Controllable Safety Alignment: Inference-Time Adaptation to Diverse Safety Requirements
Jingyu Zhang, Ahmed Elgohary, Ahmed Magooda, Daniel Khashabi, Benjamin Van Durme
TL;DR
This work rethinks safety alignment for large language models by introducing Controllable Safety Alignment (CoSA), which enables inference-time adaptation to diverse safety requirements without retraining. It achieves this through CoSAlign, a data-centric method that generates a rich set of safety configs from an explicit risk taxonomy, builds a labeled preference dataset via synthetic prompts and evaluators, and optimizes with supervised fine-tuning and Direct Preference Optimization to yield a controllable model $\mathcal{M}_{\text{ctrl}}$. The authors also present CoSApien, a real-world benchmark with five safety configurations and 200 prompts, and propose CoSA-Score as a unified metric for measuring controllability of safety and helpfulness. Experimental results show that CoSAlign substantially improves controllability over strong baselines (ICA and cascade-based methods) and generalizes to unseen safety configs, while maintaining general capability and safety.

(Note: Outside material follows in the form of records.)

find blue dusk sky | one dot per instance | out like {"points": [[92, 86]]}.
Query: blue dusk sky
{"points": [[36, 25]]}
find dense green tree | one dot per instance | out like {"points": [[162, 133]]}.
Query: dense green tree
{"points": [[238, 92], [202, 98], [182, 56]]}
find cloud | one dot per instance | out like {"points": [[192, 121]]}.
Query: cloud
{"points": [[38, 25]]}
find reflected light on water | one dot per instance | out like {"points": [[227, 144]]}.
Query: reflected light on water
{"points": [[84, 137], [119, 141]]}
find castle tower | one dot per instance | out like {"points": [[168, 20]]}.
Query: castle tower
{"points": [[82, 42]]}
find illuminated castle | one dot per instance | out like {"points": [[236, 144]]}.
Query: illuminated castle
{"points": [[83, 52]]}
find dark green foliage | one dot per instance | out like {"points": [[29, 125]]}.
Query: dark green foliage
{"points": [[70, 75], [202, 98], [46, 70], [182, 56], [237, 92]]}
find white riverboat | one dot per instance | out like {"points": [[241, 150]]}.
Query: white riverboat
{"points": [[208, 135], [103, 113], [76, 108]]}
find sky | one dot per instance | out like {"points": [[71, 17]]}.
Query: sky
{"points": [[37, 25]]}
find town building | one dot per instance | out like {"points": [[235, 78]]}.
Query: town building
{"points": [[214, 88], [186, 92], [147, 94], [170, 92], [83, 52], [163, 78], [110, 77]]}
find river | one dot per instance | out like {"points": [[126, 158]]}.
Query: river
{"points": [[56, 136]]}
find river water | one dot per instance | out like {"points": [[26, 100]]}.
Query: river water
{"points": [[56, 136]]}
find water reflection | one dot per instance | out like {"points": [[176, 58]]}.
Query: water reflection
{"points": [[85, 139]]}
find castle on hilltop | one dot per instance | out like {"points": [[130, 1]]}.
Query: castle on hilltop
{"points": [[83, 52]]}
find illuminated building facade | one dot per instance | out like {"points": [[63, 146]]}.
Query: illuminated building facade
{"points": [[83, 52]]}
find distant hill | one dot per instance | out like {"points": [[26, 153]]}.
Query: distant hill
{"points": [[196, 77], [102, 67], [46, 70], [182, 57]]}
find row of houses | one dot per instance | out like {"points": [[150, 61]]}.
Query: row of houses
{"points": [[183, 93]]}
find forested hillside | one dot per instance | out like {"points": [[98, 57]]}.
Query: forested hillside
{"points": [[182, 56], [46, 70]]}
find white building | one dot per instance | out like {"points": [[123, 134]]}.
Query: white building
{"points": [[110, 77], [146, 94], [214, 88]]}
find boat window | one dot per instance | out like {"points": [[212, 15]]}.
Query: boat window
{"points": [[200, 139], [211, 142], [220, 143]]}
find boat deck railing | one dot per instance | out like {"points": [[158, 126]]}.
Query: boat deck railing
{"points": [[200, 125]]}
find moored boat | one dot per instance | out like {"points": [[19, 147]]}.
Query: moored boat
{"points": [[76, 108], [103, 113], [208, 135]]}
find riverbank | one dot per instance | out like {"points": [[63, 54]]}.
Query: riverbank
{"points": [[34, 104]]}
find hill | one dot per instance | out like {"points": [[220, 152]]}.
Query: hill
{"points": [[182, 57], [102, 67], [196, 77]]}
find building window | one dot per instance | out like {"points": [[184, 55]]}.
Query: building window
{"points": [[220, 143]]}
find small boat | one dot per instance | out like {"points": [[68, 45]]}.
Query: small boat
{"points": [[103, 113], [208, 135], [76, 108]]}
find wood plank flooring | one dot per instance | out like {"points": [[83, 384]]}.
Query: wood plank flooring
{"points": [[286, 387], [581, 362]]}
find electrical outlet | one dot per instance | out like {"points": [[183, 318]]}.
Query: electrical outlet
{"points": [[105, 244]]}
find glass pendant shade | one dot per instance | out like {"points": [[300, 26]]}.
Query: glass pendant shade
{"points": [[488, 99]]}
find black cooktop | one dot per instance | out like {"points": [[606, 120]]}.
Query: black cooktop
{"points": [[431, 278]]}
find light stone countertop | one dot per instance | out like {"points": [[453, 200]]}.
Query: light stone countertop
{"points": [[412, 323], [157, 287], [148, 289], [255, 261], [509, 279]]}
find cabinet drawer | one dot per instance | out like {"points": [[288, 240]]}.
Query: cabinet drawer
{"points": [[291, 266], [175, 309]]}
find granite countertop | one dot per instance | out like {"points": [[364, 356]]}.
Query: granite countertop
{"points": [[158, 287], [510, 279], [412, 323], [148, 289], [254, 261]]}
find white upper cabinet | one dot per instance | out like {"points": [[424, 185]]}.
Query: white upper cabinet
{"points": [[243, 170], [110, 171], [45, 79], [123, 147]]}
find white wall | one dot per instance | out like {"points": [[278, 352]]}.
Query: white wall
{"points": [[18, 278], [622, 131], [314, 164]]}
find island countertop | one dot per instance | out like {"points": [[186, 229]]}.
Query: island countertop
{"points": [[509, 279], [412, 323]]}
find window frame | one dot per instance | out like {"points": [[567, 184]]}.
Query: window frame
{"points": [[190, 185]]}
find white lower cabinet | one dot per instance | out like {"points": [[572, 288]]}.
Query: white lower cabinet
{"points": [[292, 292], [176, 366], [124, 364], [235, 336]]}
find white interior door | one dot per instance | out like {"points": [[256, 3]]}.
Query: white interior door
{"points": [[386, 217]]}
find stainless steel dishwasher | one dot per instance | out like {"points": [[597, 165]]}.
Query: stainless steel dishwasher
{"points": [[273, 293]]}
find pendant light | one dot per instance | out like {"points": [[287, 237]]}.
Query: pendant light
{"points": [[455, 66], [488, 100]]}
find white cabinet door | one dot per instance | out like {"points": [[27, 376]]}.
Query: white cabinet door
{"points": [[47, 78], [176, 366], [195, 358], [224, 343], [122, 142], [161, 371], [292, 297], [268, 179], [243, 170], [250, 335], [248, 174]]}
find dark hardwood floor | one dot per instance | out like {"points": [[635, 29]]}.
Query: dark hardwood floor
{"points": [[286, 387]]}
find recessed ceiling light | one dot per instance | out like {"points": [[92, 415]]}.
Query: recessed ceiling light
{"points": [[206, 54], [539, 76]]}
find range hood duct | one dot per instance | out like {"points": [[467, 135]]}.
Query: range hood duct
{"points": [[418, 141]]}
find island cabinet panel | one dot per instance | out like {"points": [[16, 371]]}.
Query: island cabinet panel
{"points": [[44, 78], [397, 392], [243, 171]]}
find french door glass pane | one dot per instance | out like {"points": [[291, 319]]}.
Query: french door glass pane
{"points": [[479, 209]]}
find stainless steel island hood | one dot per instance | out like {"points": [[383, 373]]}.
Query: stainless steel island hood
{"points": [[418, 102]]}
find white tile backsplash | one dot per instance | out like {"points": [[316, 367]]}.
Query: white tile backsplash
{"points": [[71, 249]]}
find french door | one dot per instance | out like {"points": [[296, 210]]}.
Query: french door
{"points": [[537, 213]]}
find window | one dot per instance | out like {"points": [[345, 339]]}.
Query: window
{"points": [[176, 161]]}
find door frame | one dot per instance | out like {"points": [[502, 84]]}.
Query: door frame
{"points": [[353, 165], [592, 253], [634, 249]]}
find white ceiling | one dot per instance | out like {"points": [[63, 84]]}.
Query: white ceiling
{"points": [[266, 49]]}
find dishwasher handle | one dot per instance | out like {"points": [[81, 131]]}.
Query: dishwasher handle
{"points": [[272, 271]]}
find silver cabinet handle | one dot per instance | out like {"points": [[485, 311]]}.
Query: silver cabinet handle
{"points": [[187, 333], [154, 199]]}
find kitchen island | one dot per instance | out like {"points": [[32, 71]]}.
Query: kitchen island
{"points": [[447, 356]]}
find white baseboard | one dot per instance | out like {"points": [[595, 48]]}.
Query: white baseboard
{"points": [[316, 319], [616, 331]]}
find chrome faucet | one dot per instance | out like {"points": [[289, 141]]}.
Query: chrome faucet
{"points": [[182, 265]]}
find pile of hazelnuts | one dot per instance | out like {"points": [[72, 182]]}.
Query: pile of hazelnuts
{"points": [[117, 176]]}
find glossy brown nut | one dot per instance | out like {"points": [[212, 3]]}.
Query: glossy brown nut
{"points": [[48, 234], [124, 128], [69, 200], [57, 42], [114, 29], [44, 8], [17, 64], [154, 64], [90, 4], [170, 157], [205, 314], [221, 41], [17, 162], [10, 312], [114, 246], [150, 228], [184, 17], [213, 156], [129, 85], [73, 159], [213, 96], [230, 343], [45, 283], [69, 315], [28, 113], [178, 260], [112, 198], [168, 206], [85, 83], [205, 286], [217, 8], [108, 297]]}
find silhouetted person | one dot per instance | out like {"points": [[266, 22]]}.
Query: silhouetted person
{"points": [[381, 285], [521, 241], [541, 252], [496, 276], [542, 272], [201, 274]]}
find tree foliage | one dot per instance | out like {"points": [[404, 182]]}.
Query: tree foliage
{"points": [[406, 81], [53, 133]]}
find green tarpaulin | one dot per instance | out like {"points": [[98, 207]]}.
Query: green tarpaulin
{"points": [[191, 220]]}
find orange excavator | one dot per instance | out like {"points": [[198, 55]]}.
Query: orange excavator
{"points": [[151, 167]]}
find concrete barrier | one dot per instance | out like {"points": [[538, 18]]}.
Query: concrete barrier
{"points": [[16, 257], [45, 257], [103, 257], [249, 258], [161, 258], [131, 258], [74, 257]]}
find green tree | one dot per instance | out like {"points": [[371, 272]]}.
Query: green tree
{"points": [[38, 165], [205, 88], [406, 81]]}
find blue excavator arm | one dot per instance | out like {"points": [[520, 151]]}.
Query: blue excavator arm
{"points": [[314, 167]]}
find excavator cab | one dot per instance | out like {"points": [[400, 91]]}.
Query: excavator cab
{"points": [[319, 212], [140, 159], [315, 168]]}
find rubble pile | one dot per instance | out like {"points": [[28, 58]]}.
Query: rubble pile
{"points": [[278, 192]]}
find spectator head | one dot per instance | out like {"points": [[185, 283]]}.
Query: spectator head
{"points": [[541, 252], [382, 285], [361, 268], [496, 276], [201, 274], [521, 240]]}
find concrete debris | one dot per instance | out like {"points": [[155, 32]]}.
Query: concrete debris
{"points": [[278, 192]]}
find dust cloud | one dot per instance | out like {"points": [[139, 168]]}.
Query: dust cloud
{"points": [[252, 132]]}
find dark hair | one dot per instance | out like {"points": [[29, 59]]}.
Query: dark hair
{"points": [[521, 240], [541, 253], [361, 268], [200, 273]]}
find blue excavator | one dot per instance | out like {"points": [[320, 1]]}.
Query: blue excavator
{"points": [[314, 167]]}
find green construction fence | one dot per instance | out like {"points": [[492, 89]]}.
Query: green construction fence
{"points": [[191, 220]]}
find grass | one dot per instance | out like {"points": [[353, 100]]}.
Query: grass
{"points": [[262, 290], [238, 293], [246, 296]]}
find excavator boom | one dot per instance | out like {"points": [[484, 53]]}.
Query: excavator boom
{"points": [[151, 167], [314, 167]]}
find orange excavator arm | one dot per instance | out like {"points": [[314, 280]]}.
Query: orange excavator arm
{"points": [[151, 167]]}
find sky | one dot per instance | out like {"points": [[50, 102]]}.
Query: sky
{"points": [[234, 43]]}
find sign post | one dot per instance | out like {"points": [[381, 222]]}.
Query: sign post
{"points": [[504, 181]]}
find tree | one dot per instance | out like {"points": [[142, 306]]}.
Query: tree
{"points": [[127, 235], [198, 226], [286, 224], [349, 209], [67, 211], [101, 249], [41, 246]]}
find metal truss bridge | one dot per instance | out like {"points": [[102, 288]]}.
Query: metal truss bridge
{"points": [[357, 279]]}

The framework emphasizes allow-listing access to authorized users and a config-review process to ensure safe deployment, highlighting practical considerations for pluralistic safety in real-world AI systems.
Abstract
The current paradigm for safety alignment of large language models (LLMs) follows a one-size-fits-all approach: the model refuses to interact with any content deemed unsafe by the model provider. This approach lacks flexibility in the face of varying social norms across cultures and regions. In addition, users may have diverse safety needs, making a model with static safety standards too restrictive to be useful, as well as too costly to be re-aligned. We propose Controllable Safety Alignment (CoSA), a framework designed to adapt models to diverse safety requirements without re-training. Instead of aligning a fixed model, we align models to follow safety configs -- free-form natural language descriptions of the desired safety behaviors -- that are provided as part of the system prompt. To adjust model safety behavior, authorized users only need to modify such safety configs at inference time. To enable that, we propose CoSAlign, a data-centric method for aligning LLMs to easily adapt to diverse safety configs. Furthermore, we devise a novel controllability evaluation protocol that considers both helpfulness and configured safety, summarizing them into CoSA-Score, and construct CoSApien, a human-authored benchmark that consists of real-world LLM use cases with diverse safety requirements and corresponding evaluation prompts. We show that CoSAlign leads to substantial gains of controllability over strong baselines including in-context alignment. Our framework encourages better representation and adaptation to pluralistic human values in LLMs, and thereby increasing their practicality.